With the release of FSG’s article on Collective Impact this month, this seemed like an opportune moment to explore some recent collective impact efforts in education and see how they’re faring. Keeping in mind that our research shows that successful collective impact initiatives typically have five conditions that together produce true alignment and lead to powerful results: a common agenda, shared measurement systems, mutually reinforcing activities, continuous communication, and backbone support organizations, let’s see how these concepts play out on the ground.
The Good: Community Center for Education Results launches civic initiative to address the urgent need to improve education in Seattle
The Community Center for Education Results (CCER), backed by The Seattle Foundation, is a great example of what we mean by a backbone support organization. CCER’s goal is to double the number of students in South King County and South Seattle who are on track to graduate from college or earn a career credential by 2020. Led by people who are plugged into the community, CCER is driving toward a common agenda and shared measurement systems for the south Seattle region in the form of a Road Map for Education Results. As a backbone support organization, CCER helps in implementing the Road Map by coordinating the efforts of other partners, but also by providing crucial capacity in areas like data collection and analysis and conducting public awareness campaigns. This effort is still nascent, but is starting off down the right path for a successful collective impact effort.
The Bad: Obama Administration agenda faces new, post-election challenges
The incoming Republican-controlled House of Representatives will pose challenges to the Obama administration’s education agenda. This is not necessarily bad in itself but does provide a good illustration of one of the challenges of collective action: how difficult it is to keep a coalition together, even when it has been successful.

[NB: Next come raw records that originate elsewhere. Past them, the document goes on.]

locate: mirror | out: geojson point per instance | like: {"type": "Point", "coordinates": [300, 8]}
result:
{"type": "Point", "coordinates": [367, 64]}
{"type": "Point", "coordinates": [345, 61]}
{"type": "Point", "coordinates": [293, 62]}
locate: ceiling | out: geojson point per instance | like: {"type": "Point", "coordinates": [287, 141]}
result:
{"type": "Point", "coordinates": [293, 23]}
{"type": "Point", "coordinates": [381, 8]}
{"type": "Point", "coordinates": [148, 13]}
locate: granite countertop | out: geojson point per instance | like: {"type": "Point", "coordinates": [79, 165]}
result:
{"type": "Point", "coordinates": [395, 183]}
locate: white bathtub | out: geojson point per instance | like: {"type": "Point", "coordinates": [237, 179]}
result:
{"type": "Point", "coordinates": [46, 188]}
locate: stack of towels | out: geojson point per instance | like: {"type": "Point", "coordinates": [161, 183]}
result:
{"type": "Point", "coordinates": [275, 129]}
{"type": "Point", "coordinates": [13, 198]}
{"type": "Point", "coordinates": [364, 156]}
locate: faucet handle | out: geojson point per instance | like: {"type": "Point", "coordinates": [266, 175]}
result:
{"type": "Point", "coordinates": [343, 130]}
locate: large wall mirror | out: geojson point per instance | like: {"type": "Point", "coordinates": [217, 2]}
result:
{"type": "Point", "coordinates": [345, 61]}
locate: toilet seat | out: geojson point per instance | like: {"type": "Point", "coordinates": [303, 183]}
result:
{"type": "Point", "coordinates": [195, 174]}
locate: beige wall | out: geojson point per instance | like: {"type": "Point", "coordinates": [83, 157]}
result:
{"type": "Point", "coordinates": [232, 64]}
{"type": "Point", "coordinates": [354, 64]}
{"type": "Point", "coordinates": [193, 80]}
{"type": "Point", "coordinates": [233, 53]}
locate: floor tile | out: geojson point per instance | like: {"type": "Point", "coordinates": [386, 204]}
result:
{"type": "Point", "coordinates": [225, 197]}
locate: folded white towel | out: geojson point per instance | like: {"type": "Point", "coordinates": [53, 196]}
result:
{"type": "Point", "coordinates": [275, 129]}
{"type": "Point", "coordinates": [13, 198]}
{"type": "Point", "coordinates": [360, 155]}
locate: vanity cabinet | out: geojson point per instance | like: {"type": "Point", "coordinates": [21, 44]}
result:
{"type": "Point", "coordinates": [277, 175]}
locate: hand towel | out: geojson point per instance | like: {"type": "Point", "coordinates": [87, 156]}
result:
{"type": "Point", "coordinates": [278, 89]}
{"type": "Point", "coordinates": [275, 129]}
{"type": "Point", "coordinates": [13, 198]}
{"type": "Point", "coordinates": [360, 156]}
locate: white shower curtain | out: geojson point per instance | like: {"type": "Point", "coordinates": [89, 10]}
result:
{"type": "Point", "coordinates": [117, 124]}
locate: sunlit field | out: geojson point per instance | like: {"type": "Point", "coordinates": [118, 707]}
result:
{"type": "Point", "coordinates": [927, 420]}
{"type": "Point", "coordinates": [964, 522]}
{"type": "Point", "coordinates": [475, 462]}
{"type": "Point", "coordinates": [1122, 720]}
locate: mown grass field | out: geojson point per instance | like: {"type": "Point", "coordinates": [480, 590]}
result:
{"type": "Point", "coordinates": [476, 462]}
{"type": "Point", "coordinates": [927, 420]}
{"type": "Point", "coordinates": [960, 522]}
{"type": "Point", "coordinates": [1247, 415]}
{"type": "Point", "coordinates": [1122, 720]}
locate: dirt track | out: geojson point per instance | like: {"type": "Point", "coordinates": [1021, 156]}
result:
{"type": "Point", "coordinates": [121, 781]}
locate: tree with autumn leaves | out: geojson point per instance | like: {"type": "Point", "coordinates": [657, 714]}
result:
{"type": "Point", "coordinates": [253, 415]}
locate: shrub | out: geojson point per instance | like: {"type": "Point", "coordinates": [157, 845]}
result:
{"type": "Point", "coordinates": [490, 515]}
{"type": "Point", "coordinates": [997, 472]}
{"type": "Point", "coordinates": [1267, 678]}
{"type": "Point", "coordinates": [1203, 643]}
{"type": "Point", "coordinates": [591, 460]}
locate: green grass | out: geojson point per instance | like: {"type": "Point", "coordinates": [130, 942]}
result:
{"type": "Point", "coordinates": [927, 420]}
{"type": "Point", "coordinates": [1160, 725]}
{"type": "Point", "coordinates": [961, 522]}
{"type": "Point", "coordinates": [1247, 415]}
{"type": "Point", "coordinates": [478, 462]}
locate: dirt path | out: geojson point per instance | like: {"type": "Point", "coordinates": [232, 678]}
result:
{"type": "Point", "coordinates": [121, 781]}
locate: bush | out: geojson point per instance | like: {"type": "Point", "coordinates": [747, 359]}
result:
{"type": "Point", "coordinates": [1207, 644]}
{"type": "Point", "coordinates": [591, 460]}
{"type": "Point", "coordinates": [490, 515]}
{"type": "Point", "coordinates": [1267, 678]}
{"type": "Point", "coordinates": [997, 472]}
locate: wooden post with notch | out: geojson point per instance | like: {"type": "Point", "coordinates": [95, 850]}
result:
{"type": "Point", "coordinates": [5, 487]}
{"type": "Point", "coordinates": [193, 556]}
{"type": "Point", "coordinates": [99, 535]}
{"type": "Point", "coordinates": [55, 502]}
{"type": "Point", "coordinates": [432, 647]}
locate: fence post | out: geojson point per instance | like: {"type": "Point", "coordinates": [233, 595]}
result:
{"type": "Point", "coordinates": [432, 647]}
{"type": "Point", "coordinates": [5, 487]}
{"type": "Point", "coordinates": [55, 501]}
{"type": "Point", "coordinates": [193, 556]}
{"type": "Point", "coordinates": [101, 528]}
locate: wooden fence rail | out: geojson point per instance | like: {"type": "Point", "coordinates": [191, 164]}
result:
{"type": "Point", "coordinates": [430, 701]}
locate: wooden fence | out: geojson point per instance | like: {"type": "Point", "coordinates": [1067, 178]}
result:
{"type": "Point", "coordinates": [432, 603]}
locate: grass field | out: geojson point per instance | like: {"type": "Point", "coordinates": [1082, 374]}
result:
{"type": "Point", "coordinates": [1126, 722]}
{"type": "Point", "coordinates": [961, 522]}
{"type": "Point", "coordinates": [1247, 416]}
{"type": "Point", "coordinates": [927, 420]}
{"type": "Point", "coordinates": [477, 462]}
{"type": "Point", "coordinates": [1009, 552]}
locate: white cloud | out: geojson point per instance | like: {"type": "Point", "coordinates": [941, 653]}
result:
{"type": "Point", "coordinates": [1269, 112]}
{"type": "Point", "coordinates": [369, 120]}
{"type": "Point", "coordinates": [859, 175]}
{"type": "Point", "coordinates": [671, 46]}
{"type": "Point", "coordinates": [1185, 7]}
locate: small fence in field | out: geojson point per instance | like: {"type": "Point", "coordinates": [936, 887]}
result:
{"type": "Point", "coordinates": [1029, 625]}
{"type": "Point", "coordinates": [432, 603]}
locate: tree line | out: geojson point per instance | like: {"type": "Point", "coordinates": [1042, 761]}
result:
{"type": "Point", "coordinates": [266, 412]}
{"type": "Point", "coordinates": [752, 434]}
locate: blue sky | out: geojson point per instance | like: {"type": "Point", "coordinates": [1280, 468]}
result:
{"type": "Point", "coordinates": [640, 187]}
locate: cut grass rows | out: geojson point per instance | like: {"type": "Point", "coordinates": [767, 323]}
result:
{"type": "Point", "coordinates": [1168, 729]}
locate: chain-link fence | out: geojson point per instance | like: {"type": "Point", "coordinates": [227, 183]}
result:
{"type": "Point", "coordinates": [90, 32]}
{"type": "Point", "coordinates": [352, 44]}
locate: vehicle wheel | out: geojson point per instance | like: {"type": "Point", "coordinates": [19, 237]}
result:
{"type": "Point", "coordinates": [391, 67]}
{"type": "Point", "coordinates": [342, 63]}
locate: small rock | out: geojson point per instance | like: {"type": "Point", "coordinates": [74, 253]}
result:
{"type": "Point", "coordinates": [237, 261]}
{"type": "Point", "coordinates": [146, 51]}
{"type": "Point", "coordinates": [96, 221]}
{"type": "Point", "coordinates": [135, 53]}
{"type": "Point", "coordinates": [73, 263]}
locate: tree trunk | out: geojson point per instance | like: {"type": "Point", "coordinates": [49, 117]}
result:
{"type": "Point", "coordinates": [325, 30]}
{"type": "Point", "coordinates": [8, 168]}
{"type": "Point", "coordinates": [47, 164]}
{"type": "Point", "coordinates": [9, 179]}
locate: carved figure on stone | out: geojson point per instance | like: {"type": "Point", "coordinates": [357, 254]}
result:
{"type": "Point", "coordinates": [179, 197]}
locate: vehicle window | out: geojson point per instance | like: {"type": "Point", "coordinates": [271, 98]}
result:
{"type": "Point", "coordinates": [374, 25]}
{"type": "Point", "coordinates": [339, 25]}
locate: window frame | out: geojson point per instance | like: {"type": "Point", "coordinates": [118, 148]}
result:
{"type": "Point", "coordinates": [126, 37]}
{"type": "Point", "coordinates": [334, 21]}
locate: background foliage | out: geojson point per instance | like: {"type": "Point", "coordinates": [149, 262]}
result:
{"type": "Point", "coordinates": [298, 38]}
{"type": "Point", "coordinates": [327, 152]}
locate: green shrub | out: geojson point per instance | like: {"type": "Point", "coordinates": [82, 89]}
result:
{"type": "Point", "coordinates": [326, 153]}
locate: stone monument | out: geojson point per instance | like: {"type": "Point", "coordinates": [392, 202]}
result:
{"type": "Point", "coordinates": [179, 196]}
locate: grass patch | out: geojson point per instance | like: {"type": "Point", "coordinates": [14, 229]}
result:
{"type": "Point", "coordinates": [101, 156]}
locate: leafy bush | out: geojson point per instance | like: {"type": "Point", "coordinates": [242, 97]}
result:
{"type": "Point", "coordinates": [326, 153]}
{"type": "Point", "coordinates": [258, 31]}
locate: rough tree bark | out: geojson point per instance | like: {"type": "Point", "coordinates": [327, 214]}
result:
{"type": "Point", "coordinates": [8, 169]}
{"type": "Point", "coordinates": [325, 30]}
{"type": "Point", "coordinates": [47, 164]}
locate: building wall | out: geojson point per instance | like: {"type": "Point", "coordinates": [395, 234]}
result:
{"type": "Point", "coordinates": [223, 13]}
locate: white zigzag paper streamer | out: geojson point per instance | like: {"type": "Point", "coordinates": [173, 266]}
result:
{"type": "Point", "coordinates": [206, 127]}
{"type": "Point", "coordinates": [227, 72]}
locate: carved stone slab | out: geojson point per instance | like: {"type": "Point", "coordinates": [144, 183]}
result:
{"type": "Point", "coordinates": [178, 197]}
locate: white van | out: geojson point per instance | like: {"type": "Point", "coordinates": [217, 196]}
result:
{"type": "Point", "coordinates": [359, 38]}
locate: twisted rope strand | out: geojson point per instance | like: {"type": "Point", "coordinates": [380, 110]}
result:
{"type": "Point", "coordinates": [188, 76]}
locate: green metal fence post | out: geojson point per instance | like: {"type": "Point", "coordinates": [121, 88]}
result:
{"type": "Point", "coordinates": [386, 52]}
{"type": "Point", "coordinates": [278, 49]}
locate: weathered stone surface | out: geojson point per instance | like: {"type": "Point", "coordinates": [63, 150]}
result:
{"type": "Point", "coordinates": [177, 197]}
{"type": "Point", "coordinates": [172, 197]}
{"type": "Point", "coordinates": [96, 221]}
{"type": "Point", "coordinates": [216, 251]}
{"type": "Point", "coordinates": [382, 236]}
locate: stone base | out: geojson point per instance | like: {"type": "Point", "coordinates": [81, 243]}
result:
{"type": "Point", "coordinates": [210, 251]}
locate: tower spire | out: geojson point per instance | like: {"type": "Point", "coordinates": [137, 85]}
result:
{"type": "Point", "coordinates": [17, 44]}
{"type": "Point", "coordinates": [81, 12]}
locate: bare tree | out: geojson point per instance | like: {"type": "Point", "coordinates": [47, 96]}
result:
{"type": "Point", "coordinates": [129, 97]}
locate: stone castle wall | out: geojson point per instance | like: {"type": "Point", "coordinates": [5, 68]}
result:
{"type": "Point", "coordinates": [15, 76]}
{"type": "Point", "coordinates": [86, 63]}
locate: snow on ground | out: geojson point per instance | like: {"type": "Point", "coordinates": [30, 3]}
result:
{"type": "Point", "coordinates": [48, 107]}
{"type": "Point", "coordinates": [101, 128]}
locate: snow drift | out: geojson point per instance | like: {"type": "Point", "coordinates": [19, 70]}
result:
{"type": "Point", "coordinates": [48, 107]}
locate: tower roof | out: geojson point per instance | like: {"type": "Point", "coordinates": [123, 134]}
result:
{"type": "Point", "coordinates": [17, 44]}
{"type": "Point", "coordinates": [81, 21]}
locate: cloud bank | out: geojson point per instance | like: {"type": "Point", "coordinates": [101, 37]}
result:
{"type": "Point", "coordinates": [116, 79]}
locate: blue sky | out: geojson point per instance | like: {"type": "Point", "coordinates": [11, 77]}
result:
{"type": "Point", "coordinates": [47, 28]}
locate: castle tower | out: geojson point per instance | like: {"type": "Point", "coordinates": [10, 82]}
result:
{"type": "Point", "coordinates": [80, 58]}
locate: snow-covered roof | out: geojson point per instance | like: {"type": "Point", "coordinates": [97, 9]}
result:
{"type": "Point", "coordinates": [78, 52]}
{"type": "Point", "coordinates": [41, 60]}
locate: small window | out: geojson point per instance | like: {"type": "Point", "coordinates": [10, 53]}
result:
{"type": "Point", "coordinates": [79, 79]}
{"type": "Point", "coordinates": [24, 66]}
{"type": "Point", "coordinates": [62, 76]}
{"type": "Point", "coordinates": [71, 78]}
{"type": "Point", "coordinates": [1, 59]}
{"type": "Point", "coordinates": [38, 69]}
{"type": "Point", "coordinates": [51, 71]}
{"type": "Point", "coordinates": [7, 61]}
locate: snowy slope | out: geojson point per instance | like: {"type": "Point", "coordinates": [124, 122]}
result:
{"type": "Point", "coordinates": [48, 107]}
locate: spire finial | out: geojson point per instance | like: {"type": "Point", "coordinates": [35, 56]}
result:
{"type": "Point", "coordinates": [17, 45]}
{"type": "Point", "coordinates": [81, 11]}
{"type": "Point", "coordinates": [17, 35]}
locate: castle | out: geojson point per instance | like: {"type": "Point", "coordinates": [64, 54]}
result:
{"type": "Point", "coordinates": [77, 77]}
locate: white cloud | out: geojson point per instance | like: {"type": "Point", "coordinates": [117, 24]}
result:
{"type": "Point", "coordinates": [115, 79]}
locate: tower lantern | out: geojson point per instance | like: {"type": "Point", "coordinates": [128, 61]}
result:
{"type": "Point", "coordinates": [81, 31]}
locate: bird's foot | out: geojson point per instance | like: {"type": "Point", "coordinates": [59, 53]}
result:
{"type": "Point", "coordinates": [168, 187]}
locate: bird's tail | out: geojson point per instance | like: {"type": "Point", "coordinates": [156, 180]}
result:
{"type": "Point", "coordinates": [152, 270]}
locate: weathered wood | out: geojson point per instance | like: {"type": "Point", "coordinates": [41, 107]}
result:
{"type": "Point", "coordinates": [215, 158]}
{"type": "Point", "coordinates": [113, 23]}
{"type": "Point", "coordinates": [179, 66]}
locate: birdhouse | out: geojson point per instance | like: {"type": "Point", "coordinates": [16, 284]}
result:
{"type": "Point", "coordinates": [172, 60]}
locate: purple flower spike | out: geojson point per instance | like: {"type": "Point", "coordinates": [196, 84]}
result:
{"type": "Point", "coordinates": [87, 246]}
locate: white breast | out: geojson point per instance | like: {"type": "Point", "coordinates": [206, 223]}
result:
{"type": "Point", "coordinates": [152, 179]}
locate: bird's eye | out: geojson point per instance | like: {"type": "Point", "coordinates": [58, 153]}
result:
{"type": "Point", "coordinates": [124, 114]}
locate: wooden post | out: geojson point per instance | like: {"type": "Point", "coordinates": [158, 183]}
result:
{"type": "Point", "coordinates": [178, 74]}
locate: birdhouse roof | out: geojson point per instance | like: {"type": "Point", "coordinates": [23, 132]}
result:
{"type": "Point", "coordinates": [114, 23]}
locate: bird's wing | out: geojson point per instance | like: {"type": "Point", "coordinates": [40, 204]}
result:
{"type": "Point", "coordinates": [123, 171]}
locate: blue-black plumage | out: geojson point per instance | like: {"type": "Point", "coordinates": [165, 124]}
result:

Observers have often noted the unusual degree of alignment on the direction of education reform between the Obama administration, the Democratic Congress, several key private foundations and influential education reform organizations, such as Teach for America and New Leaders for New Schools. It was possible to discern a common agenda among these groups, which led to significant legislative activity (the Race to the Top and Investing in Innovation (i3) Fund grants were the most visible emblems of this work). The changes in the next Congress will remove only one of the partners from the collective effort. That will, however, be sufficient to cause major changes to — or even the scrapping of — Race to the Top, the effort’s flagship program, revealing the fragility of the entire effort. Partners will always be subject to changes in leadership or operating context which may pull some of them in different directions over time. Organizers of collective impact initiatives have to confront this fragility and either make contingency plans or make progress fast. Preferably both.
The Bold: Promise Neighborhoods encourage collective impact efforts in communities across the country
If you’re looking for fast progress, bold action is often a good way to get it. The Promise Neighborhoods planning grants are boldly trying to recreate the success of the Harlem Children’s Zone in to rebuilding a community so that its children can stay on track through college and go on to success in the job market. This is textbook collective action, especially focused on developing a common agenda, shared measurement systems, mutually reinforcing activities, and continuous communication. Grant applications had to bring together a wide range of stakeholders to demonstrate how the community would provide services from early learning to college and career, including programs to improve the health, safety, and stability of neighborhoods, and boost family engagement in student learning. The winning applications reflect deep partnerships among community-based organizations, service providers, schools and districts, colleges and universities, cities, local leaders and others, but even better news is that 300 different communities from 38 states submitted applications, jump-starting a planning process that will no doubt continue in many of them, even though they did not receive a grant. It’s heartening to see the practice of collective action taking off and we look forward to watching all these flowers bloom over the next few years.
Collective impact efforts are gaining steam, but it is still early days. We can look to successful initiatives like Strive in Cincinnati for guidance on what has worked, but we still have a lot to learn about how to keep a diverse group of organizations and stakeholders moving in the same direction. Examples of efforts in difficulty, like the fate of the Obama administration’s education agenda, can teach us as much as triumphant successes, if we observe them carefully and try to understand their lessons.